I have a function app with a http trigger function which takes an orchestrator function name. I have 2 orchestrator functions for differing workflows. Both of the orchestrator functions need to read a list of files from blob and upload data to blob following activity function execution. Following best practices I should have the Blob I/O functions (list,upload) as activity functions and call from orchestrator (deterministic, no I/O in orchestrator). I have looked at the example from Azure for fan out/in with durable functions (https://github.com/Azure/azure-functions-durable-python/blob/dev/samples-v2/fan_in_fan_out/function_app.py). However, in this example the BlobConnection() is called in the BlobUpload() function. But ideally I want a class that accepts a blob container name and creates a connection and functions such as List, Upload, Download can inherit this connection - so I am not creating the connection in each activity function. Can I somehow have a class as a function? Or do I need to recreate the connection string in each Blob I/O activity function?
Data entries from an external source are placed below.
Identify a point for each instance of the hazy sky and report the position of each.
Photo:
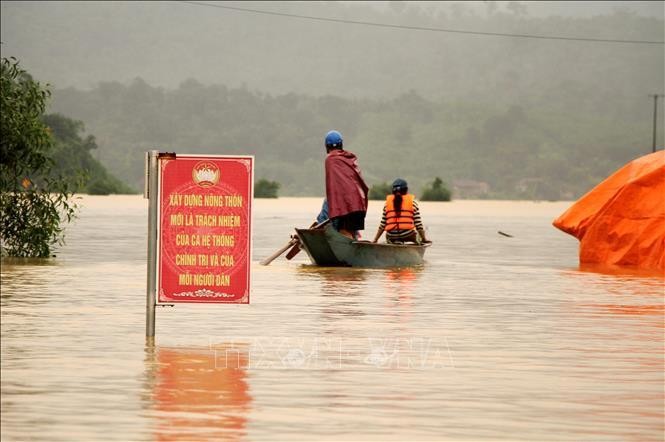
(83, 43)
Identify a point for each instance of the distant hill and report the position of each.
(536, 152)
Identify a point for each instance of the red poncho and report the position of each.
(346, 190)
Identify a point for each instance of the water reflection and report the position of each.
(198, 393)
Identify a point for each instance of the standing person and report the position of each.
(346, 191)
(401, 217)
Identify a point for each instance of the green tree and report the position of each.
(72, 156)
(437, 191)
(34, 204)
(266, 189)
(379, 191)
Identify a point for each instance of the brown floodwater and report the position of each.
(493, 338)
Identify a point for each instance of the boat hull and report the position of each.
(327, 247)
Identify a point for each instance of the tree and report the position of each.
(72, 156)
(266, 189)
(34, 204)
(437, 191)
(379, 191)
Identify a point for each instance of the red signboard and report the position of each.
(205, 224)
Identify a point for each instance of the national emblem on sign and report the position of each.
(205, 174)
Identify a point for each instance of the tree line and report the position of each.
(523, 152)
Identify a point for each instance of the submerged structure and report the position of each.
(621, 221)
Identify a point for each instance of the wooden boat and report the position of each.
(327, 247)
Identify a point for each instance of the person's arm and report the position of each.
(323, 214)
(382, 226)
(417, 220)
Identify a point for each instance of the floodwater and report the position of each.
(494, 338)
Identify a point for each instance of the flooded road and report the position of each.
(494, 338)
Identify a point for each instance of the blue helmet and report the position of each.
(334, 140)
(399, 185)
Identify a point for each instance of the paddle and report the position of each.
(292, 243)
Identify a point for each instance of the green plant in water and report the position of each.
(34, 204)
(266, 189)
(436, 191)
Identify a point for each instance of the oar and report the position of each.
(293, 242)
(274, 256)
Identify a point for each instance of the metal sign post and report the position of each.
(150, 192)
(199, 230)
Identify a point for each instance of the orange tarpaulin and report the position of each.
(621, 221)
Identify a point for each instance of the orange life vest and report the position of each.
(405, 219)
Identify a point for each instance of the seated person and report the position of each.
(401, 217)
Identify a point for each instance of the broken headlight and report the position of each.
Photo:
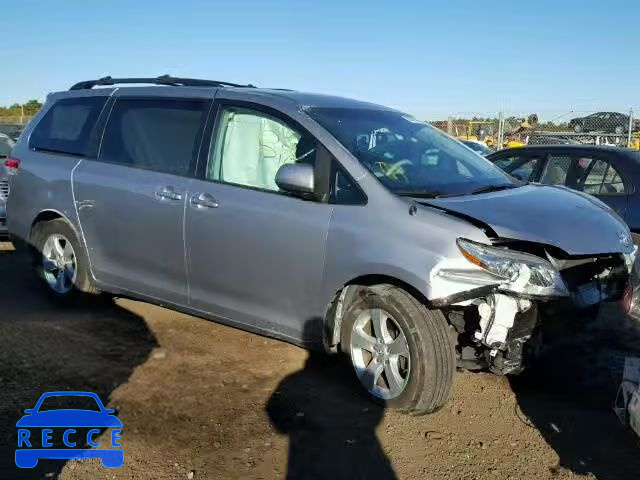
(519, 272)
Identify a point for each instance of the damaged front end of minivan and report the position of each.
(499, 296)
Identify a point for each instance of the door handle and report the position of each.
(168, 193)
(203, 200)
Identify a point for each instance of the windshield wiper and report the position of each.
(493, 188)
(419, 193)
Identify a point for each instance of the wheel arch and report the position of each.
(343, 295)
(52, 214)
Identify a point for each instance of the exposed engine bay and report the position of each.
(500, 325)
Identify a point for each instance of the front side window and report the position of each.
(159, 135)
(250, 147)
(599, 177)
(520, 167)
(67, 126)
(407, 156)
(556, 170)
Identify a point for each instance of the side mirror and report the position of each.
(296, 178)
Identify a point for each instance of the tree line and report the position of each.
(17, 109)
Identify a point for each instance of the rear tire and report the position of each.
(60, 262)
(420, 383)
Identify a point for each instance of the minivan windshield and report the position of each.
(408, 156)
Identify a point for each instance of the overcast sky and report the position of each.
(430, 58)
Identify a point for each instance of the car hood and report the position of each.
(69, 418)
(572, 221)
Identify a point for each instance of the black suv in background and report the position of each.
(605, 122)
(608, 173)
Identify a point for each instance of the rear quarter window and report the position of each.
(67, 126)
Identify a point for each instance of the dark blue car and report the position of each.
(612, 174)
(98, 417)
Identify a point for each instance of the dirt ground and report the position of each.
(199, 400)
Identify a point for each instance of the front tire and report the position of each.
(60, 262)
(402, 352)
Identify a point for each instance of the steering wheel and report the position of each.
(394, 171)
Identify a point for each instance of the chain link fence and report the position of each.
(508, 129)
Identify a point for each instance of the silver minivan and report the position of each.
(323, 221)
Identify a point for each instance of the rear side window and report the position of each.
(159, 135)
(67, 126)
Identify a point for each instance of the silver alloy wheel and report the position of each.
(59, 263)
(380, 353)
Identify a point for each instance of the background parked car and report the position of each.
(612, 174)
(10, 130)
(478, 146)
(608, 122)
(538, 139)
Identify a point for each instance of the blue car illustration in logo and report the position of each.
(32, 446)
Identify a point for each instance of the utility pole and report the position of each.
(630, 128)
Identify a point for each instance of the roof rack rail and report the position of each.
(161, 80)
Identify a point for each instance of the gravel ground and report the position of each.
(200, 400)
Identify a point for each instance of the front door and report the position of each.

Thanks
1 Answer
You can use helper function in your durable function.
I have created a get_blob_service_client helper function for connection.
def get_blob_service_client():
connect_str = os.getenv('AzureWebJobsStorage')
return BlobServiceClient.from_connection_string(connect_str)
I have made some changes in function which you provided.
function_app.py
import os
import pathlib
import logging
from azure.storage.blob import BlobServiceClient
from azure.core.exceptions import ResourceExistsError
import azure.functions as func
import azure.durable_functions as df
myApp = df.DFApp(http_auth_level=func.AuthLevel.ANONYMOUS)
def get_blob_service_client():
connect_str = os.getenv('AzureWebJobsStorage')
return BlobServiceClient.from_connection_string(connect_str)
@myApp.route(route="orchestrators/{functionName}")
@myApp.durable_client_input(client_name="client")
async def HttpStart(req: func.HttpRequest, client):
instance_id = await client.start_new(req.route_params["functionName"])
logging.info(f"Started orchestration with ID = '{instance_id}'.")
return client.create_check_status_response(req, instance_id)
@myApp.orchestration_trigger(context_name="context")
def E2_BackupSiteContent(context: df.DurableOrchestrationContext):
root_directory: str = r"C:\Users\< your username>\Desktop\test"
if not root_directory:
raise Exception("A directory path is required as input")
files = yield context.call_activity("E2_GetFileList", root_directory)
tasks = []
for file in files:
tasks.append(context.call_activity("E2_CopyFileToBlob", file))
results = yield context.task_all(tasks)
total_bytes = sum(results)
return total_bytes
@myApp.activity_trigger(input_name="rootDirectory")
def E2_GetFileList(rootDirectory):
all_file_paths = []
for path, _, files in os.walk(rootDirectory):
for name in files:
file_path = os.path.join(path, name)
all_file_paths.append(file_path)
return all_file_paths
@myApp.activity_trigger(input_name="filePath")
def E2_CopyFileToBlob(filePath)
blob_service_client = get_blob_service_client()
container_name = "test"
try:
blob_service_client.create_container(container_name)
except ResourceExistsError:
pass
parent_dir, fname = pathlib.Path(filePath).parts[-2:] # Get last two path components
blob_name = parent_dir + "_" + fname
blob_client = blob_service_client.get_blob_client(container=container_name, blob=blob_name)
blob_client.upload_blob(filePath)
byte_count = os.path.getsize(filePath)
return byte_count
it ran perfectly in local and uploaded the files in container "test":



Files in "root_directory":

as you can see files have been uploaded in the storage account.


2 Comments
David Hurley
Thanks. This makes sense. So basically wrote normal Python functions and wrap in activity trigger so that they can be called in orchestrators but also imported into other functions and unittest.
Vivek Vaibhav Shandilya
Yes. you can use this method, write the code in normal function which are being used or defined again and again.